Introduction
Nowadays, the data of all kinds of information system is more and more large, how to transfer and store data faster and more is the primary problem of data processing, and data compressing technology is an important method to solve this problem. In fact, data compression technology has long been applied in various fields, from the compression software winrar to the familiar MP3.
2 Data compression Technology Overview
In essence, the data is compressed because the data itself is redundant. Data compression is the use of various algorithms to compress data redundancy to the minimum, and reduce distortion as much as possible, so as to improve transmission efficiency and save storage space.
Data compression technology is generally divided into lossy compression and lossless compression. Lossless compression is the refactoring of compressed data (restore, decompression), while refactoring data is exactly the same as the original data. This method is used for the compression of the image data (such as fingerprint image, medical image, etc.) which require the reconstructed signal to be identical with the original signal, such as the text data, the program and the special application situation. This kind of algorithm compression rate is low, generally is 1/2~1/5. Typical lossless compression algorithms include: Shanno-fano encoding, Huffman (Huffman) coding, arithmetic coding, run-length coding, LZW coding, etc. The lossy compression is reconstructed using the compressed data, the reconstructed data is different from the original data, but it does not affect the original data expression, but the compression rate is much larger. Lossy compression is widely used in speech, image and video data compression. Commonly used lossy compression algorithms are PCM (pulse code modulation), predictive coding, Transform coding (discrete cosine transform, wavelet transform, etc.), interpolation and extrapolation (spatial sub sampling, time domain sub sampling, adaptive) and so on. Most of the new generation of data compression algorithms adopt lossy compression, such as Vector quantization, sub band coding, model-based compression, fractal compression and wavelet compression.

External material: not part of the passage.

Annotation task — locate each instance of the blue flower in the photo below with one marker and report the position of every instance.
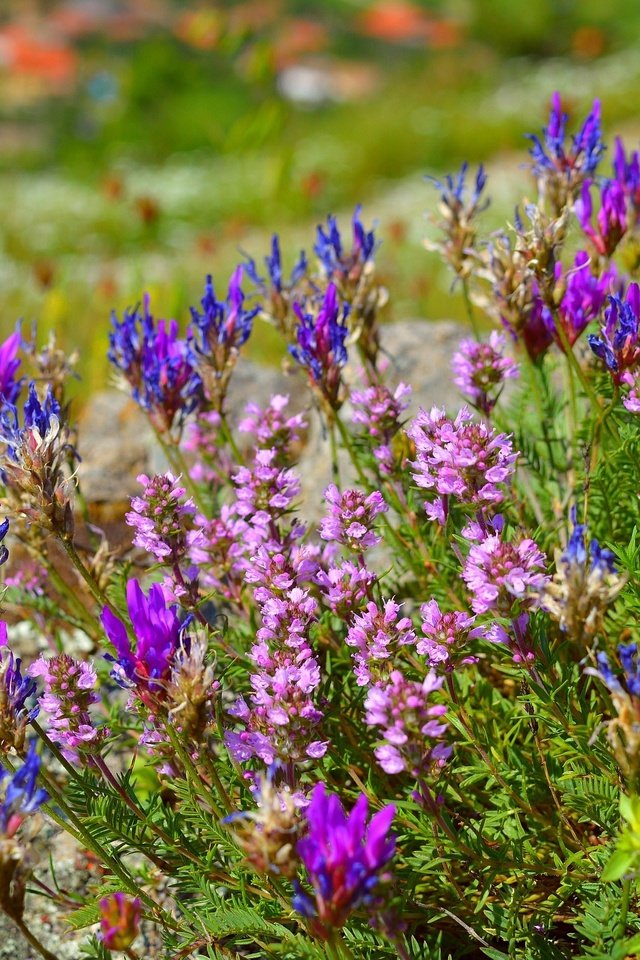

3 Common data lossless compression algorithm
3. 1 run-Length code
This kind of data compression idea: If the data item d in the input stream successive occurrences n times, then a single character to ND to replace the consecutive N-time data items, which n consecutive occurrences of data items called Run N, this data compression method called run-length encoding (RLE), its implementation process as shown in Figure 1. The RLE algorithm has the advantages of simple implementation and fast compression and reduction, so it can compress the data by scanning the original data only once. Its shortcoming is inflexible, the adaptability is bad, different file format compression rate fluctuation is big, the average compression rate is low. The practice shows that RLE can compress the original lattice image with less complexity.